The person who owns a piece of land has the right to exclude most people most of the time. There are a few exceptions to this rule. In emergencies, the police, as officers of the court who have been issued court orders or warrants, have the legal right to intrude on otherwise protected private property. But the owner has the legal right to keep people from coming onto his property most of the time.
The fence is a sign of this right, or the locked gate. The locked door on a home is another example. The idea is that "a man's home is his castle"--a legal fortress which must be respected. When some property owner sticks a "No Trespassing" sign at his gate, or somewhere inside the boundaries of his property, his wishes are legally enforceable. He has the legal right to keep people off his property. The legal right to exclude someone from using your property is the essence of all ownership.
There are limits on this right of exclusion. For example, Biblical law says that a traveler who walks along the highway has the right to pick food from privately owned farms. He does not have the right to place the food in baskets or in the folds of his garment, but he has the right to whatever he can carry away (Deuteronomy 23:25). Jesus and His disciples picked corn on the sabbath, but the Pharisees didn't criticize them for stealing, only for taking corn and rubbing it together on the sabbath (Luke 6:1-5).
Nevertheless, there are only a few cases of such exceptions to exclusion. Property ownership is supposed to be widely dispersed in a Bible-based society, and this means that many people are to have near-exclusive use of their property.
Obviously, the principle of boundaries and the right of exclusion applies to other forms of property besides land. Therefore, we need to consider the concept of the boundary.
The Original Boundary
God set Adam and Eve in the garden. "And the Lord God took the man, and put him into the garden of Eden to dress it and to keep it" (Genesis 2:15). What does "to keep" mean? It means to keep something away from someone else. To keep the garden away from whom? From the intruder, Satan. They were to maintain it under God's authority as His appointed agents.
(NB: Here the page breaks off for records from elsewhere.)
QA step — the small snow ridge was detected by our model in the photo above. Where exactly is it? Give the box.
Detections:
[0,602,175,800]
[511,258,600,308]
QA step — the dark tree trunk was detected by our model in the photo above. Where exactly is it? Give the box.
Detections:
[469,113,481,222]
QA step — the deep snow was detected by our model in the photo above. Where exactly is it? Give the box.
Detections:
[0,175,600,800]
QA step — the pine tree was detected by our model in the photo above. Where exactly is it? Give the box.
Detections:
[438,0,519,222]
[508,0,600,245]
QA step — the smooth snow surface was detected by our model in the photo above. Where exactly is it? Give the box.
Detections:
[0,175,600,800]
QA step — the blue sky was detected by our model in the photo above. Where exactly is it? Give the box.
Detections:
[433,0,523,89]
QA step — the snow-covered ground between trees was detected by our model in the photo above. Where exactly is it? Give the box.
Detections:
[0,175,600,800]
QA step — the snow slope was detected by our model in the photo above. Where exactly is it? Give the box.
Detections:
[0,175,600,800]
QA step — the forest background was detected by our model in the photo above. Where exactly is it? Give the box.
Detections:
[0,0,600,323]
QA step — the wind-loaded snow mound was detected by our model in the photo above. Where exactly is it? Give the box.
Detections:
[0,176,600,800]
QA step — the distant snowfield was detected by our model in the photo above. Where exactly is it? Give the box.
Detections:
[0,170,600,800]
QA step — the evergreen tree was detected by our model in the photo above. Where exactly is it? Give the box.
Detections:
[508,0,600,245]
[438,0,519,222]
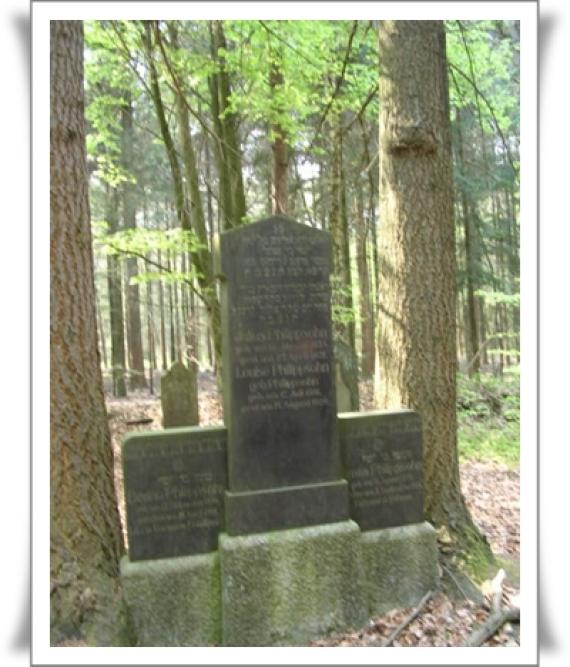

This means that they were required to put a kind of "No Trespassing" sign inside the garden against all those who would challenge the law of God. Satan then came to them and tempted them to disobey God, to accept the devil's interpretation of the law rather than God's.
What was the law's requirement? That they respect the boundary God had placed around the tree of the knowledge of good and evil. It was "off limits" to them. They could not touch it or eat it. It didn't belong to them.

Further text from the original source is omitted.